Assis derrière la console multi-pistes, pivotant sur sa chaise Aeron et discutant avec les ingénieurs qui travaillent sur le mix (« Si, perfecto, bello »), Gomo Tulku ressemble comme deux gouttes d’eau à un aspirant rappeur : jeans, doudoune noire, chapeau Pork Pie gris, lunettes oversize noir et or Super (la marque milanaise préférée de Jay-Z et de Rihanna). Mais le jeune homme de 23 ans n’est pas vraiment le tombeur qu’il incarne dans la vidéo de son premier single, « Photograph », où il boit dans un club et conduit une limousine pendant qu’une foule de beautés italiennes à longues jambes l’assaillent. Gomo est connu comme « le lama rappeur ». On l’a préparé toute son enfance à devenir un lama de haut rang, et la vidéo a causé un petit tollé au sein de la communauté bouddhiste en ligne. Mais Gomo ne boit quasiment pas d’alcool, et il insiste sur le fait que « Photograph » est une chanson de rupture salutaire sur la seule histoire d’amour qu’il a eu depuis son départ du monastère. « Écoutez les paroles ! » dit-il. Le style beau gosse du hip hop était une idée de son directeur italien.

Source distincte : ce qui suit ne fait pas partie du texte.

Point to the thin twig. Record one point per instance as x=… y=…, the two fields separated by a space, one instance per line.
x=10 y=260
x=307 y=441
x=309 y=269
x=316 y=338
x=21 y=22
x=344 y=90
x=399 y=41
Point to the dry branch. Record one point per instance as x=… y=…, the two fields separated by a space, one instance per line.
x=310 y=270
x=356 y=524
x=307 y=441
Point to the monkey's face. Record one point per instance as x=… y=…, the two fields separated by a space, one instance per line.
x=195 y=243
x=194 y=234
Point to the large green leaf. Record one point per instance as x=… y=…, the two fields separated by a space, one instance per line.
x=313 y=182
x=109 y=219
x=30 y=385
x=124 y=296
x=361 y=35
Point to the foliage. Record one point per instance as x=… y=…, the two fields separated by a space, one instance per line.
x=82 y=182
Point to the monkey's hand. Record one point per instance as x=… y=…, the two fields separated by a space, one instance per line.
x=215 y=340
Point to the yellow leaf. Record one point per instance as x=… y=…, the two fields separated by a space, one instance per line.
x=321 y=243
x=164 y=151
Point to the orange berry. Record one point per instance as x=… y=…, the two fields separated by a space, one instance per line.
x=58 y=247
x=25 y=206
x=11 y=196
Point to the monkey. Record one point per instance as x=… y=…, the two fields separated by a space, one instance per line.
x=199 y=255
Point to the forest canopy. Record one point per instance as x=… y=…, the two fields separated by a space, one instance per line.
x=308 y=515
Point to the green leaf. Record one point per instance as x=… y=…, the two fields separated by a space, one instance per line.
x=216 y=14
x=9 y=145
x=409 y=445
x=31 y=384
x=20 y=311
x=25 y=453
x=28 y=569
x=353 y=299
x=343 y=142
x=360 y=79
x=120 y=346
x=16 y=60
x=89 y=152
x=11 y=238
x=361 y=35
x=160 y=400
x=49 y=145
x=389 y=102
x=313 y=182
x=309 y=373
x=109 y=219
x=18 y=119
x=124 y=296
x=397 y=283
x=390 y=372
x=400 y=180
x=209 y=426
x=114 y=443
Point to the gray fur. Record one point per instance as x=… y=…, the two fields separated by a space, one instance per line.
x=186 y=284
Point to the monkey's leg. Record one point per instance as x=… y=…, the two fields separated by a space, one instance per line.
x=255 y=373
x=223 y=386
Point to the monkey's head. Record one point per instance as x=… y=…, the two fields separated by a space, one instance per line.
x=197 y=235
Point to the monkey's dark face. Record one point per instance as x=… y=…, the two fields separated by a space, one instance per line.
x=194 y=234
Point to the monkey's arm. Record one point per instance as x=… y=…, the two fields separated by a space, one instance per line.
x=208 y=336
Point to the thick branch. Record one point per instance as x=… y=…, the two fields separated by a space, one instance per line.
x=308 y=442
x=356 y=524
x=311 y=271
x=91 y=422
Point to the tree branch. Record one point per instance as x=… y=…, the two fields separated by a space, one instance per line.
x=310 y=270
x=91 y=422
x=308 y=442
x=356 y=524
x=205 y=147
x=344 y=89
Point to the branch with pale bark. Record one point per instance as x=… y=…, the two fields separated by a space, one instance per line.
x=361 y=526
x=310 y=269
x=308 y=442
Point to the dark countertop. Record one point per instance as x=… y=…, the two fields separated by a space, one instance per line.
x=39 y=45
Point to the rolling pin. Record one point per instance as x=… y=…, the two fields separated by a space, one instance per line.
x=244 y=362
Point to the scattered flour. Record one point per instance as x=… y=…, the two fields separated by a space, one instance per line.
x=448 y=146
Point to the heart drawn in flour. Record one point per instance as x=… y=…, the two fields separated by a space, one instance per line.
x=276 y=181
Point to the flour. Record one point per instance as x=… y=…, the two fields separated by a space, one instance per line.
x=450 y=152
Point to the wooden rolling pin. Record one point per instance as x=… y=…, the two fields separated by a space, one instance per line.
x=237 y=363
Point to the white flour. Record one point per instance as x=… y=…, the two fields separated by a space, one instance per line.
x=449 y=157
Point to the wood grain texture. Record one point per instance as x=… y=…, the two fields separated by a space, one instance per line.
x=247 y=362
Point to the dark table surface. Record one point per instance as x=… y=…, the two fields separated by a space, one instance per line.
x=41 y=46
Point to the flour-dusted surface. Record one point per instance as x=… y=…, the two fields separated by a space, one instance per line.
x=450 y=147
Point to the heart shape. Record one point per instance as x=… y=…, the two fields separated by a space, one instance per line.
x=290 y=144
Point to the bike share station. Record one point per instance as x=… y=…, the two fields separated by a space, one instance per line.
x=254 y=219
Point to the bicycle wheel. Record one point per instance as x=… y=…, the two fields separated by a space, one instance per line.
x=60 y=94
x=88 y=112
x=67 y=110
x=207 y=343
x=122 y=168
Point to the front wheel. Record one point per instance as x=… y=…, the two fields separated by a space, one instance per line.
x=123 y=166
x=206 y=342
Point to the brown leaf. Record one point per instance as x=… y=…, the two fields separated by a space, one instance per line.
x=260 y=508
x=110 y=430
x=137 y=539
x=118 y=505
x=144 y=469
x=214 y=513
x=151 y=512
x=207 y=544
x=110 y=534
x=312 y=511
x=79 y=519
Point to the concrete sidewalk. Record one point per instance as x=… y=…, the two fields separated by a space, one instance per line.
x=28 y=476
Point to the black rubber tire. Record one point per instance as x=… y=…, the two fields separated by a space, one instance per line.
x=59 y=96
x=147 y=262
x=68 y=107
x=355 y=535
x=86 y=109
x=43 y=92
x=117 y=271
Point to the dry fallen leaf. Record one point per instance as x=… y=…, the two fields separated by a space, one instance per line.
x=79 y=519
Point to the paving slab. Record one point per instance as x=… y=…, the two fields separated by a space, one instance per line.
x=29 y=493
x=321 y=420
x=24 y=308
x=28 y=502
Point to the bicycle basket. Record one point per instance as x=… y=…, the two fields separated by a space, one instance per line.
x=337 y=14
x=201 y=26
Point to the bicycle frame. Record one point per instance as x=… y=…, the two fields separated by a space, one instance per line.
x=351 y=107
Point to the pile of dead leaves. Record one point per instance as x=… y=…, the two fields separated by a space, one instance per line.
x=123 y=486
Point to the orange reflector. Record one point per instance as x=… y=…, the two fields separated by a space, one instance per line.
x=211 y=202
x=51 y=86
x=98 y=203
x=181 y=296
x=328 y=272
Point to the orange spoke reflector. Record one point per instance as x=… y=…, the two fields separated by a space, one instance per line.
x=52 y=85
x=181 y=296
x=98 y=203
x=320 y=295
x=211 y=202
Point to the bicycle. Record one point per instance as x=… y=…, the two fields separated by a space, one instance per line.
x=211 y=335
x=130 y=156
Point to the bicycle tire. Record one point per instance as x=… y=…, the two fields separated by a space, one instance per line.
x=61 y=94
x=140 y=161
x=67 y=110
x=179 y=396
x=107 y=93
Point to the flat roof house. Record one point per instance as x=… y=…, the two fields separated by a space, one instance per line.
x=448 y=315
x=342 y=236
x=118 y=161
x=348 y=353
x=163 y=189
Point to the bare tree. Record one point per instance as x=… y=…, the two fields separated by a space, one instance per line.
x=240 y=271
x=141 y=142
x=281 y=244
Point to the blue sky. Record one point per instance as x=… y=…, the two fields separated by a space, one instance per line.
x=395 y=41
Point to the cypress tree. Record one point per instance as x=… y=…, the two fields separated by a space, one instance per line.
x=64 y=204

Le mot tulku, dans le nom de Gomo, fait référence à son statut – dans la tradition tibétaine, un tulku est la réincarnation d’un haut lama récemment décédé, « reconnu » dans un jeune garçon par le biais d’une procédure mystique de présages et de visions. Gomo a été consacré par le Dalaï-lama lui-même, et l’histoire de la propre reconnaissance de ce dernier est bien connue en occident – un jeune paysan venu d’un coin paumé arrive comme par magie à identifier les possessions préférées de son prédécesseur – ce qui a servi de base à une publicité de 2002 pour les M&M's.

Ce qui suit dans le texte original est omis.